= Roigos =

Roigos (Ῥοιγος; the Latin form would be Rhoegus) was an Odrysian king in Thrace during the 3rd century BC. He is known primarily from his rare coinage and a graffito inscription from the Kazanlăk Tomb revealed in 2008 by Konstantin Bošnakov. Roigos' obscurity contrasts with the apparently secure attribution of the opulent Kazanlăk Tomb to him, and his precise chronological position and relationships remain unclear. According to the graffito inscription, Roigos was the son of a Seuthes, but which of the kings named Seuthes is meant (if a king at all) is uncertain.
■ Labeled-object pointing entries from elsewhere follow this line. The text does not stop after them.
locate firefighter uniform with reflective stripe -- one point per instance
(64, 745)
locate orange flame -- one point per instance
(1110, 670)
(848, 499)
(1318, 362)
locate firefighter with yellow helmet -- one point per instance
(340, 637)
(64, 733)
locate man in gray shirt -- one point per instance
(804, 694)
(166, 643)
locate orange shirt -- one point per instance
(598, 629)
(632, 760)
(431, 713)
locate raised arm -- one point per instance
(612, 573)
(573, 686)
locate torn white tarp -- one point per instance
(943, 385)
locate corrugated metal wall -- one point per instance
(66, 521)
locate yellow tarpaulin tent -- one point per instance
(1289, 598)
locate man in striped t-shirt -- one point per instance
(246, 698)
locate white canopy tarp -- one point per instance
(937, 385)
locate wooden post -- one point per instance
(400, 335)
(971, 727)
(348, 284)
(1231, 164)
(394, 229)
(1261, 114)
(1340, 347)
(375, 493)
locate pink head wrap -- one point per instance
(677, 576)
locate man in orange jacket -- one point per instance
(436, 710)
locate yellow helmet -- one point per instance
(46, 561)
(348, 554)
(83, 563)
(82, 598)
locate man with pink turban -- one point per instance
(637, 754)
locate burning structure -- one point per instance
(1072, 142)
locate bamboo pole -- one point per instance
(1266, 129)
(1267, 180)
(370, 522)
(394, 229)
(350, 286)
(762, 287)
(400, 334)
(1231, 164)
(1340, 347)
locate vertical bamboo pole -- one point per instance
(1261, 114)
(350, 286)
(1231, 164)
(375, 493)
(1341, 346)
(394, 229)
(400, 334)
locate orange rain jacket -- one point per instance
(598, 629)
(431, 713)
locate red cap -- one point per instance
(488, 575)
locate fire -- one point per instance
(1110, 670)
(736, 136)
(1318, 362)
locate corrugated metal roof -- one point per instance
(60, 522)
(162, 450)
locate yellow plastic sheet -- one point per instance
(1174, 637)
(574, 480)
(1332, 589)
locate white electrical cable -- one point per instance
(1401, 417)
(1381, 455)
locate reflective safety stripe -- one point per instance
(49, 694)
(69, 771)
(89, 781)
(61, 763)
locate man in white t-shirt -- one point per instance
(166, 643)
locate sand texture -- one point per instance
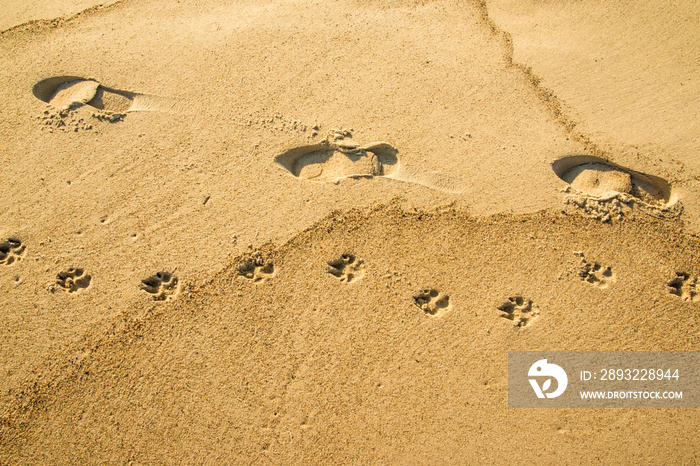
(309, 232)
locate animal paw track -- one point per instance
(256, 268)
(432, 302)
(11, 251)
(520, 310)
(163, 286)
(594, 273)
(347, 268)
(684, 286)
(73, 280)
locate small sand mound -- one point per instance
(599, 179)
(69, 93)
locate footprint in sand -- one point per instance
(347, 268)
(11, 251)
(594, 273)
(684, 286)
(73, 280)
(332, 161)
(163, 286)
(65, 92)
(432, 302)
(256, 268)
(518, 309)
(599, 179)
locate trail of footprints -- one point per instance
(594, 273)
(347, 268)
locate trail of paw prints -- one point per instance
(163, 286)
(347, 268)
(594, 273)
(73, 280)
(519, 310)
(432, 302)
(256, 268)
(11, 251)
(684, 286)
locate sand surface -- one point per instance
(216, 219)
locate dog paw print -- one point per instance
(684, 286)
(256, 268)
(162, 286)
(347, 268)
(432, 302)
(73, 280)
(519, 310)
(594, 273)
(11, 251)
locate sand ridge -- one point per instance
(275, 376)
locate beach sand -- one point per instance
(217, 218)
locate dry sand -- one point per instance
(177, 177)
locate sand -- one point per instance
(282, 232)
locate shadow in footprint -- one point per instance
(684, 286)
(331, 162)
(63, 92)
(518, 309)
(432, 302)
(347, 268)
(73, 280)
(596, 177)
(594, 273)
(11, 250)
(256, 268)
(162, 286)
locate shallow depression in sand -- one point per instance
(330, 162)
(597, 177)
(64, 91)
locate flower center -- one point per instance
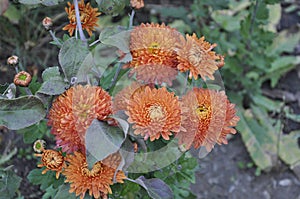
(95, 171)
(153, 48)
(156, 112)
(22, 77)
(202, 111)
(195, 55)
(52, 159)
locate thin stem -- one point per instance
(116, 76)
(131, 19)
(253, 17)
(28, 91)
(98, 40)
(55, 38)
(77, 13)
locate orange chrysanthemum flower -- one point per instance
(154, 59)
(155, 113)
(88, 17)
(73, 112)
(137, 3)
(196, 56)
(97, 180)
(208, 117)
(52, 160)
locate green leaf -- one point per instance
(9, 183)
(101, 140)
(53, 87)
(44, 180)
(53, 82)
(50, 193)
(111, 7)
(44, 2)
(262, 101)
(252, 133)
(284, 42)
(21, 112)
(156, 188)
(71, 55)
(34, 132)
(13, 14)
(50, 73)
(116, 36)
(153, 160)
(63, 192)
(289, 150)
(3, 6)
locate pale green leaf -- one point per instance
(249, 128)
(284, 42)
(289, 150)
(21, 112)
(101, 140)
(156, 188)
(71, 55)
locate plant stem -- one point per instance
(116, 76)
(131, 19)
(77, 13)
(253, 17)
(54, 38)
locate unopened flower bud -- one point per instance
(22, 79)
(13, 60)
(137, 4)
(39, 146)
(47, 23)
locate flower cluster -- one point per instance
(70, 116)
(153, 108)
(200, 117)
(158, 52)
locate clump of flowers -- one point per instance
(153, 50)
(51, 159)
(96, 180)
(155, 113)
(22, 79)
(73, 112)
(197, 57)
(208, 116)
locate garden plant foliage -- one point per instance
(130, 102)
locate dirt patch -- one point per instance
(221, 176)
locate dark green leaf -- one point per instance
(101, 140)
(63, 192)
(9, 183)
(71, 55)
(117, 38)
(50, 73)
(155, 187)
(44, 180)
(21, 112)
(111, 7)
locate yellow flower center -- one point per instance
(95, 171)
(195, 55)
(202, 111)
(156, 112)
(153, 48)
(52, 159)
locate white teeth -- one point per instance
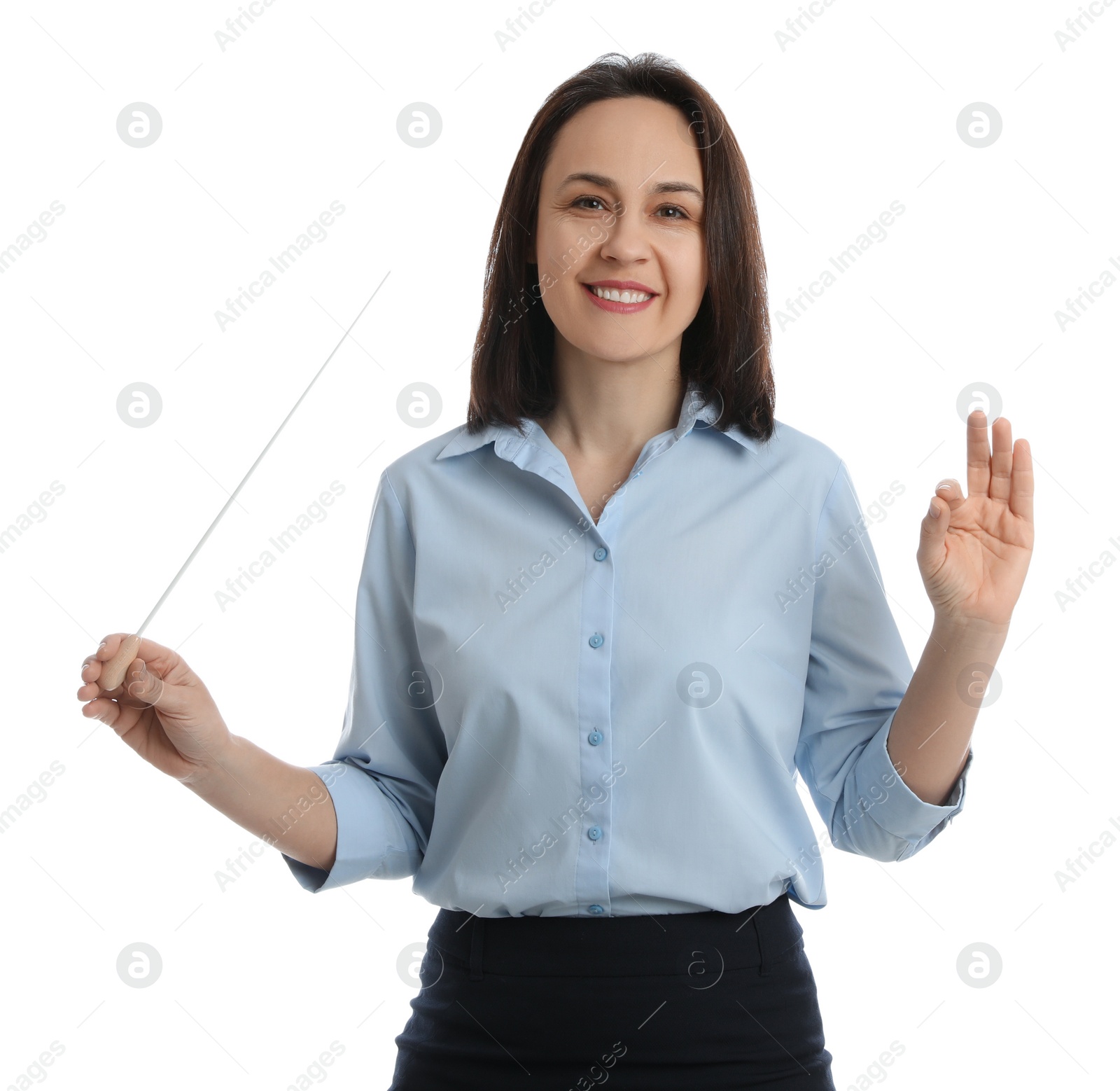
(625, 297)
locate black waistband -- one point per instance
(669, 943)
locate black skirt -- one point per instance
(697, 1001)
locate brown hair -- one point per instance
(726, 347)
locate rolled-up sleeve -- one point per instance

Given the tomb's location near Seuthopolis and the widespread tendency to associate most spectacular finds in the area with the town's famous founder Seuthes III, Roigos has been declared a son of Seuthes III by some authors, and Gonimase (Gonimasē), wife of a Seuthes, has been proposed as Roigos' mother. Others have pointed out the possibility that the name "Roigos" is a variant orthography of "Raizdos" and have suggested identifying him with Raizdos, the father of Cotys III. While both identifications could be correct, even if the two names are variants of the same name, they could apply to different individuals. Much of this depends on the uncertain chronology of Roigos. Bošnakov dated the Kazanlăk Tomb to the mid-3rd century BC, which would preclude identifying Roigos' father Seuthes with Seuthes III (a mature man in the 320s BC, if not already the father of grown sons in 330 BC, and with no Roigos attested among his several known sons). This would be compatible with a mid-3rd century date for the destruction of Seuthopolis, which has been proposed as a correction to the more traditional association of the town's end with the Celtic incursions of the 270s BC (although the destruction of the royal residence need not have a direct bearing on the date of the tomb). Depending on whether he belongs in the middle or the beginning of the 3rd century BC, Roigos has been tentatively placed as either a great-grandson or as a (unattested) son of Seuthes III: Seuthes III (before 324-after 312 BC) - Teres IV - Seuthes IV - Roigos (c. 250 BC) or Seuthes III (before 324-after 312 BC) - Roigos (before c. 280 BC). If the second conjectural pedigree is correct, Roigos could (but need not) be identified with Raizdos, whose father is unknown (unless he was Cotys II), and whose son Cotys III is attested as king sometime between 276 and 267 BC.

Roygos Ridge on Graham Land, Antarctica is named after him.